By Daniel Shor, Community Collaborations Program Intern/BPS Plant
I started working for the Community Cycling Center as part of the Portland Bureau of Planning and Sustainability’s (BPS) Climate Action Collaborative Cohort. BPS assigned me to the Cycling Center to help Helensview High School students develop a community outreach project; a project that would connect the students to the greater Portland community while supporting the city’s climate action goals, such as increasing bike ridership and infrastructure. Helensview and the Community Cycling Center added the goal that the project should encourage and empower the youth to be civically engaged and agents in their own lives.
For over 3 and a half months, the youth in Helensview High School learned the basics of bike mechanics with an ever-growing collection of donated bikes. They sorted, evaluated, took them apart, and put them back together, before finally having the chance to ride the bikes. For some students, it had been months or years since they last rode a bike.
Over the weeks before this first ride, our class got together and the youth decided every element of the ride through a series of brainstorming and planning sessions. The event had to sum up a number of questions: what skills did they learn, how could we best show off those skills, and which route would be the most fun?
The students eventually settled on a neighborhood-centered, costumed bike ride for our project. This made the first ride both preparation for the main event and a cumulative test of everything they had learned in the bike mechanic class. In order to prepare for the ride with the full community, the youth would have to be able to evaluate and fix the donated bikes so even bike-less neighbors could participate.
During that first ride, our students passed out handmade flyers to households in the Sumner community, engaging neighbors in conversations and stories about Helensview and the bike mechanic class. I was surprised and impressed with both how willing our students were to get out there and talk to the community, and overjoyed by how quickly everyone took to the bikes. In the end, we had a large turnout, but it was clear that regardless of how our final ride went, we could count the program as a success.
But, the real measure of success for this kind of educational program is what the participants had to say afterwards:
“I really enjoyed participating in the ride. I learned a lot more than I anticipated.
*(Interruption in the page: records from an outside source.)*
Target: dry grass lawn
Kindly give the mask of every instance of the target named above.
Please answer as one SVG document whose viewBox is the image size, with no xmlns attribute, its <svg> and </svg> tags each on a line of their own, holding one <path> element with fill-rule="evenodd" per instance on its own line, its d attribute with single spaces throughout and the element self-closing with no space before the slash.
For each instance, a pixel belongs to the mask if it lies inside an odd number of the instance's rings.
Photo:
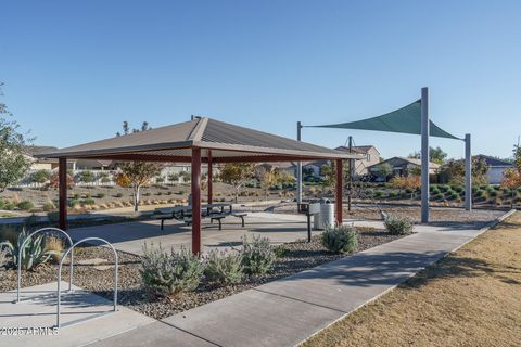
<svg viewBox="0 0 521 347">
<path fill-rule="evenodd" d="M 521 213 L 304 346 L 521 346 Z"/>
</svg>

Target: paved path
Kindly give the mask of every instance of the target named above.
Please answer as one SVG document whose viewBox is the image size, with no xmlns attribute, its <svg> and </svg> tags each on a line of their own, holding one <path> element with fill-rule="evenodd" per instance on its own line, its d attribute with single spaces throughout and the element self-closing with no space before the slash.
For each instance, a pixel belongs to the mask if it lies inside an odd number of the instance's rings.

I want this program to continue next year. I connected with other students, the teachers, and the Helensview School community.” – Desi
“I made a whole bunch new friends and got to meet two cool new teachers and relearn to ride a bike—and I got covered in grease!” – Gabby
“Having fun is optional, so choose the best option!” – Trayvon
With that said, I want to thank the Central Northeast Neighborhood Coalition for funding our bike mechanic class and the community bike ride, allowing us to leave a vibrant reminder of how important this high school program is to the community at large. I’m excited to see our youth continue to get out there and bike, and hope you’ll join us too. Or, as Gabby would say, “Don’t be a wimp – come get dirty with bikes!”